A Cry from Heaven is a 2005 play by Irish playwright Vincent Woods. It retells the story of the beautiful Deirdre and the Sons of Usna which is one of the great tragedies of Irish myth. The birth of a girl heralded by omens of a vulture-shrouded sky begins the drama of King Conchobar mac Nessa and his obsession with Deirdre which led to a land divided. When Deirdre unites with her lover Naoise and goes into exile with the Sons of Usna, the stage is set for betrayal and bloodthirsty revenge that will plunge all Ulster into darkness. The play is drawn from material in the Ulster Cycle. Woods's poetic retelling of the myth of Deirdre transforms this timeless story into a compelling contemporary drama.

The play had its world premiere at the Abbey Theatre, Dublin, in June 2005. It was directed by Olivier Py, and designed by Pierre-André Weitz.

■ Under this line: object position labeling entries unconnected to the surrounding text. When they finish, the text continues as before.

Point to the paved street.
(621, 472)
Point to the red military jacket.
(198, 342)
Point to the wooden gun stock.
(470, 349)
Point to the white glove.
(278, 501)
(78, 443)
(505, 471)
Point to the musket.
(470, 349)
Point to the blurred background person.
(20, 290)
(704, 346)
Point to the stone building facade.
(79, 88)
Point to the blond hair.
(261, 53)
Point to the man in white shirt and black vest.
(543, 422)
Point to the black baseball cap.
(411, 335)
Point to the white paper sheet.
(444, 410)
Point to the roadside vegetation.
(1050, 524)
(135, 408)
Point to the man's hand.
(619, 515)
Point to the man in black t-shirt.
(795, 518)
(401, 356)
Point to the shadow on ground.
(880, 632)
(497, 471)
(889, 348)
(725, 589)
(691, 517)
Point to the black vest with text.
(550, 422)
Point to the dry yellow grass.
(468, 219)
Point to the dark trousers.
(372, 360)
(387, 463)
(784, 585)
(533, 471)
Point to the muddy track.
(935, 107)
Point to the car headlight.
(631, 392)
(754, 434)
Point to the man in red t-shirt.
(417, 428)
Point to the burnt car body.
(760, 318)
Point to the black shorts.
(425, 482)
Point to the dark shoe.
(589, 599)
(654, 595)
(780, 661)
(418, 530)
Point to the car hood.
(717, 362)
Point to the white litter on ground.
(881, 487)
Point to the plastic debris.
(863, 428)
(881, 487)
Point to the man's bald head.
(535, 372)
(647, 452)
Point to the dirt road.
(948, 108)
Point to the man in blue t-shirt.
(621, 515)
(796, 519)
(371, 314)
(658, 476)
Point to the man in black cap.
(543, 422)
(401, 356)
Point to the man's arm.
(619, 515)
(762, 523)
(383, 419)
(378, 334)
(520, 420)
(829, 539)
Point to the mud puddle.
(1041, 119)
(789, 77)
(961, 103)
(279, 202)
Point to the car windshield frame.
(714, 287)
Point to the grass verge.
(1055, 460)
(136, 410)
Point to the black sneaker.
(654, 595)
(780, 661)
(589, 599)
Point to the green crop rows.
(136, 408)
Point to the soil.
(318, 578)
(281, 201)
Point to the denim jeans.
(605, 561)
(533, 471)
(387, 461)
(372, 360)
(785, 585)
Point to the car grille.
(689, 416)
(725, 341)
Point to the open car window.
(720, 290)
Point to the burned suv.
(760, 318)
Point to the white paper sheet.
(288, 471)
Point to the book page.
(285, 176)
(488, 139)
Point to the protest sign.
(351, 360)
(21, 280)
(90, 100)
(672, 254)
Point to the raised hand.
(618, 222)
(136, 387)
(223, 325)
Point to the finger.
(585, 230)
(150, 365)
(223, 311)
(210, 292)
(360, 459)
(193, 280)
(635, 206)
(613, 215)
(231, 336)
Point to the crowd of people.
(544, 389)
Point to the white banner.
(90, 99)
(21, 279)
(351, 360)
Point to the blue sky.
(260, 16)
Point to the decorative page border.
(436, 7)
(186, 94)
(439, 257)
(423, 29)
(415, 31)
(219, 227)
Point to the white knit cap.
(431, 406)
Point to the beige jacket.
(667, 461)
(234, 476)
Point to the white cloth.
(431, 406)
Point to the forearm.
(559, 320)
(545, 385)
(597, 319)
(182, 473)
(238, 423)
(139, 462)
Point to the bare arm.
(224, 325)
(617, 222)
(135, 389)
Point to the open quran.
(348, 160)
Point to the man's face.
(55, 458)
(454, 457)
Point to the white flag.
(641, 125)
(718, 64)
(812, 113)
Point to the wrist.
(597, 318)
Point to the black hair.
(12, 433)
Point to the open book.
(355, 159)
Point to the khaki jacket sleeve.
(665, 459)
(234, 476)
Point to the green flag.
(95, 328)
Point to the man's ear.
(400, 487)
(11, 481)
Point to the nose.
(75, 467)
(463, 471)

The cast featured Kelly Campbell as Deirdre, Alan Turkington as Naoise, Olwen Fouéré as Ness, Denis Conway as Fergus, Bosco Hogan as Felim, Gabrielle Reidy as Leabharcham, Barry McGovern as Cathbad the druid, Ciarán Taylor as Conor, Peter Gaynor as Ainle, Aidan Turner as Ardán, Tony McKenna as White Bull, Charlie Kranz as Black Bull, and Shane Gately as Red Branch Soldier.